Big Ben bonged for Brexit after all (maybe) on January 1, and with it, the United Kingdom has formally left the European Union. A major trade deal was hammered out at the very last moment, but there’s one problem: Licensed architects from Europe can work in the U.K., but architects licensed in the U.K. are no longer recognized in 29 of the 30 European Economic Area (EEA) member states and Switzerland.
According to the Architects’ Journal, the failure comes from the expiration of the Mutual Recognition of Professional Qualifications (MRPQ) Directive (Directive 2005/36/EC), meaning that all U.K. jobs requiring professional accreditation, apart from lawyers, will no longer have those credentials recognized across the EEA.
An agreement between the U.K. block and Ireland has already been reached for mutual professional qualification recognition. Otherwise, architects looking to practice in an EEA state must demonstrate competency (i.e., licensure) on an individual country-by-country basis.
Additionally, U.K. citizens are now only allowed to visit the E.U. for 90 days before requiring a long-term immigration visa.
At the time of writing, the U.K.’s Ministry of Housing Communities and Local Government is currently reviewing the interim arrangement while they try to hammer out a final arrangement, and is actively seeking input until January 22.

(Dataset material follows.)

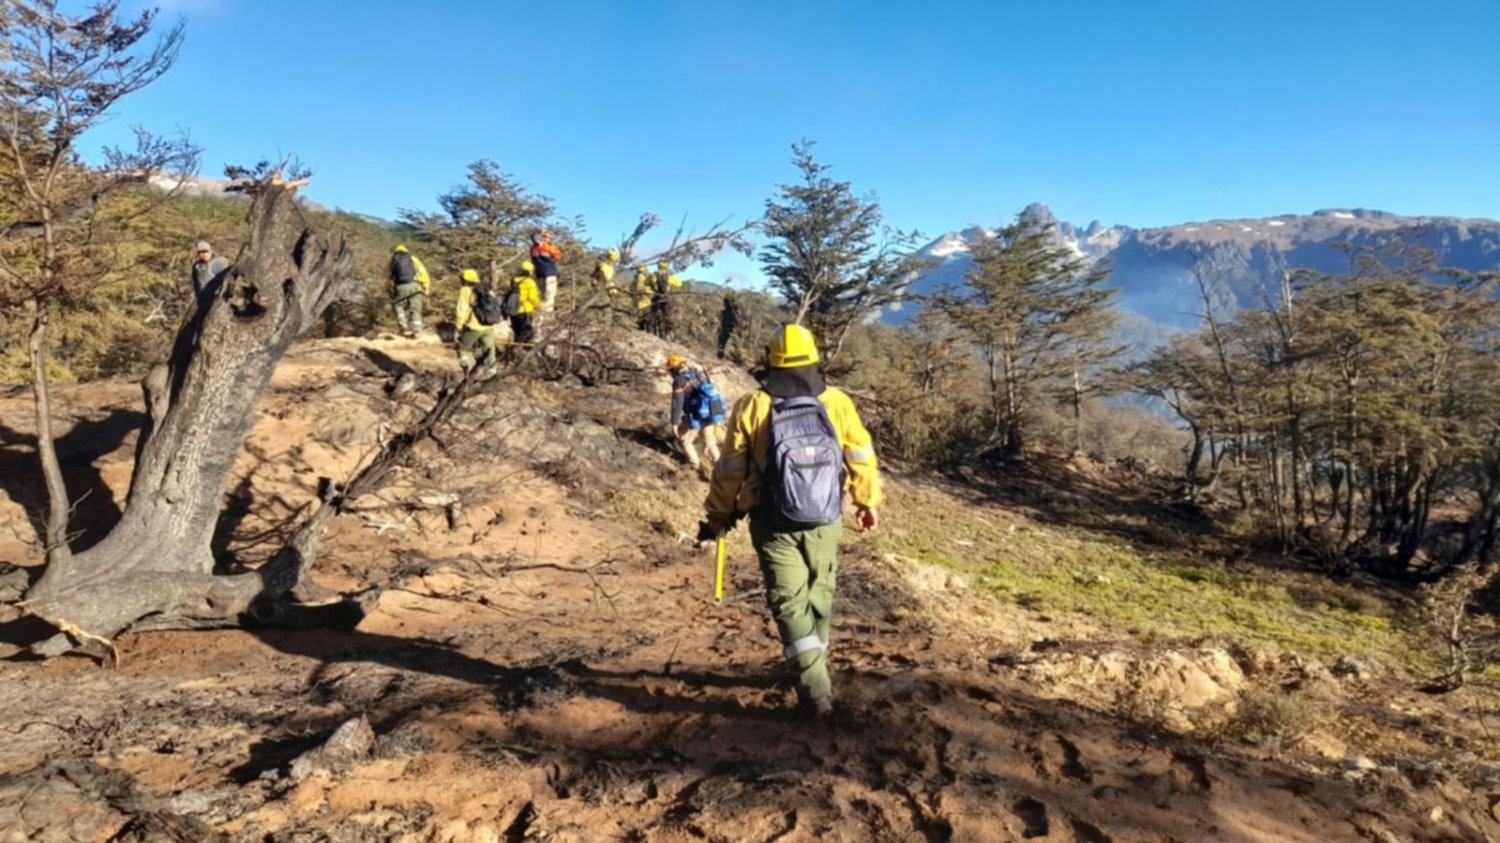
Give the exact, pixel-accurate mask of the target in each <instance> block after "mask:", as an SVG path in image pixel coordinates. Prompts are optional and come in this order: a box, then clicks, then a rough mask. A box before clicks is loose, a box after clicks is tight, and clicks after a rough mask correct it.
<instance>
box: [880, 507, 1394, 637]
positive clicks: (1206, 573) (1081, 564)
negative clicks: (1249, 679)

Of course, this move wasn’t without fair warning; the Royal Institute of British Architects (RIBA) and the Architects Registration Board (ARB, responsible for the actual licensure) have been warning practitioners for months that Brexit would upend their practices and hoped their members would plan accordingly.
The ARB has also put together a comprehensive “E.U. Exit” page to help U.K.-based architects navigate the now convoluted process of operating internationally and will also be weighing in as the government decides on a future system of mutual recognition among European architects.